I like eating - a lot (as long as I am not cooking it). And immdiately after Sarah had suggested visiting Tintagel Castle, I had consulted a map and noticed that it was perilously close to a town called Padstow.
And handily enough, Padstow was famous for it's gourmet cuisine, provided by one Rick Stein (in case you live in the US, he is a bit like Gordon Ramsay, except he doesn't shout "Fuck" so much).
After I pointed out Padstow's proximity to Tintagel Castle, and the possibility of some gourmet nosh, Sarah and Gary jumped up and applauded.
Hurrah! I was now the popular kid in school. Except for the fact that Izzy pointed out that she wanted chicken nuggets. But it was easy to ignore her though because she was small and easily over-powered.
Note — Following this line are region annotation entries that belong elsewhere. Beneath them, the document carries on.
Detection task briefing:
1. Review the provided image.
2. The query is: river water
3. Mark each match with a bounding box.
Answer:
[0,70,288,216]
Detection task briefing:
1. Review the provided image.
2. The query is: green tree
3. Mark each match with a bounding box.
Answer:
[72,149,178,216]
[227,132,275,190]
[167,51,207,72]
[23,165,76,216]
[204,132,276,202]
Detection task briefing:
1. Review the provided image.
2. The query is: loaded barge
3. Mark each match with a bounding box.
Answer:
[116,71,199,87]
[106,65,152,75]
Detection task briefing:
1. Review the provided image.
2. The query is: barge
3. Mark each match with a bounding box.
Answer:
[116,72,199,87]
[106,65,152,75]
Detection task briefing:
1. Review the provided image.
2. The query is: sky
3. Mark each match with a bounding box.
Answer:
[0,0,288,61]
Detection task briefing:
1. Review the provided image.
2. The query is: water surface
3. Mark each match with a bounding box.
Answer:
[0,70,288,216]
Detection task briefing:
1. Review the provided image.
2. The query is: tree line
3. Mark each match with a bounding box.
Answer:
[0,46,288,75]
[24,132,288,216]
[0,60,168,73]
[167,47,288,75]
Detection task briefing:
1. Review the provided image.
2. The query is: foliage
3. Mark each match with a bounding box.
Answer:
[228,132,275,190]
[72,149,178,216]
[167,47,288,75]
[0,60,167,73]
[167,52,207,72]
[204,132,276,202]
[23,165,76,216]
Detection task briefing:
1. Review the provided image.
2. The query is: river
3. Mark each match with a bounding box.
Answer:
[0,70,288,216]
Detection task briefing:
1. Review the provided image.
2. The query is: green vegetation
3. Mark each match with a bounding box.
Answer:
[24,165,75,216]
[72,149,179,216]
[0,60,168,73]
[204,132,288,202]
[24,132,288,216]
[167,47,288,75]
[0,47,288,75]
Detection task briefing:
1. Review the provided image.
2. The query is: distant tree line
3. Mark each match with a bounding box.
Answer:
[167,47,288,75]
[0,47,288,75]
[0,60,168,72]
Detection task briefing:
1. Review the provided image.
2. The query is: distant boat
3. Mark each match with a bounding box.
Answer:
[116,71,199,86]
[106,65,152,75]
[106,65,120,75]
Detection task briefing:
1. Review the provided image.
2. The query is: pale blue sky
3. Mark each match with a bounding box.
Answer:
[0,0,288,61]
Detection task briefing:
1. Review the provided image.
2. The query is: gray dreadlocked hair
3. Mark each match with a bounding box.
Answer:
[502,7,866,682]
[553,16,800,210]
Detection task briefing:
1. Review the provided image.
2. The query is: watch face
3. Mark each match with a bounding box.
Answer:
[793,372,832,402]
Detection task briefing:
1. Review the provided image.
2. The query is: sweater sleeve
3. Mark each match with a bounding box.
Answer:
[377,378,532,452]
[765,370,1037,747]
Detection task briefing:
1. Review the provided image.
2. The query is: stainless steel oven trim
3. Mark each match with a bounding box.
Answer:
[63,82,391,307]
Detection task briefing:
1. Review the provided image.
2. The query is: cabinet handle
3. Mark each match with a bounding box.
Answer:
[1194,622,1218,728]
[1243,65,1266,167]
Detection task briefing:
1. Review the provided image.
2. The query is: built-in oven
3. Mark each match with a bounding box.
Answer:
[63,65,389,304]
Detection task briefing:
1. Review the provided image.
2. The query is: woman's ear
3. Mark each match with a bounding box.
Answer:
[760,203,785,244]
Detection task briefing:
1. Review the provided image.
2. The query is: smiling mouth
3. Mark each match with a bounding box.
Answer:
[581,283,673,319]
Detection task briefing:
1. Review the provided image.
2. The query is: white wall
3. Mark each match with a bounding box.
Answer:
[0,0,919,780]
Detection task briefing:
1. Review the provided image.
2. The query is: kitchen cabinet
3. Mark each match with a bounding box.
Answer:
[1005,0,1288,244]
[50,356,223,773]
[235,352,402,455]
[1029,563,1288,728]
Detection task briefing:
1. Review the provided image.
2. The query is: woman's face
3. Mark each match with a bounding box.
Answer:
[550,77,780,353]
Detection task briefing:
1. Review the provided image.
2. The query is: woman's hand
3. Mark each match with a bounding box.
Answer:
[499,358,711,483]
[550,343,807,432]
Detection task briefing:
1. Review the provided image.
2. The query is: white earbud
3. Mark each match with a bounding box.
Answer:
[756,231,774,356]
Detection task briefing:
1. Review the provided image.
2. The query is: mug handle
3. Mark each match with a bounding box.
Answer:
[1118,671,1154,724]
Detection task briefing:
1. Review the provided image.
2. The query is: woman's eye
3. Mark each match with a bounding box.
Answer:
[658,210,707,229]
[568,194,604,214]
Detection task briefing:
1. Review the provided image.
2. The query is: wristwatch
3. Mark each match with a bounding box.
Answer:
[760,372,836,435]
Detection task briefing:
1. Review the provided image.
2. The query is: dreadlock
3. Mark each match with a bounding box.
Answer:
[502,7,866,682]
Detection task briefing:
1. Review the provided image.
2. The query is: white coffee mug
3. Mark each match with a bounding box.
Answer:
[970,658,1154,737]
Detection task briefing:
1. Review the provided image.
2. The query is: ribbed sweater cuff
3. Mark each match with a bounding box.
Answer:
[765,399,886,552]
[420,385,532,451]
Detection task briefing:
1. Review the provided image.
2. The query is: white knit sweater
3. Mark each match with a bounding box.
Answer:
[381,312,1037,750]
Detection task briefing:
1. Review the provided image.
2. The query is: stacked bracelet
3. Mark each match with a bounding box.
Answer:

And so we headed to Padstow ........
Pic.No.16 Padstow was a super-pretty harbour village with lots of yachts being taken for a walk by yellow balls
Pic.No.17 See that little inflatable red thing? That's like my best yacht, that is
Pic.No.18 This was another view of Padstow harbour. What the blazes was that chap up to in the bottom right?
Pic.No.19 This is a picture of Padstow Bay beyond the harbour
Pic.No.20 Then we all decided that we were hungry and wanted our Rick Stein fish and chips .... so we looked high and low down the higgeldy-piggeldy backstreets of Padstow
Pic.No.21 We found Rick Stein's cafe, but still, it wasn't his fish and chip shop (he has three eateries in Padstow) ...... so we asked a local resident who gave us directions to a bay just outside of the Padstow village
Pic.No.22 We finally found it! Rick Stein's fish and chip shop. I was surprised that the building looked a little weather beaten ... but hey, look at the queues waiting to get in (arse). And there was even a couple of A-Team vans parked outside (one even had a ramp so that you could ride your scooter in)
Pic.No.23 The holy grail..... nom nom nom .....
Pic.No.24 This is the fish. It was served with a bit of leaf on it (not sure what - probably ivy or something), so that it looked arty
So was our anticipation of eating Rick Stein's fish and chips worthwhile?
Well, I gave it an 8.5 out 10
Gary gave it 9 out of 10
Sarah gave it 7 out of ten (because when she was a student she had worked at a chippy in Leeds)
But the biggy was that it cost over £50.00 ($81.00).
For a takeaway meal. For three and a half people.
That we ate in the back of the bling machine.
Crikey O'Reilly. That was a tad steep in my book.
Never mind me anyway ...... how the devil are you getting on now that the school holiday's are over? And has anything exciting happened this week?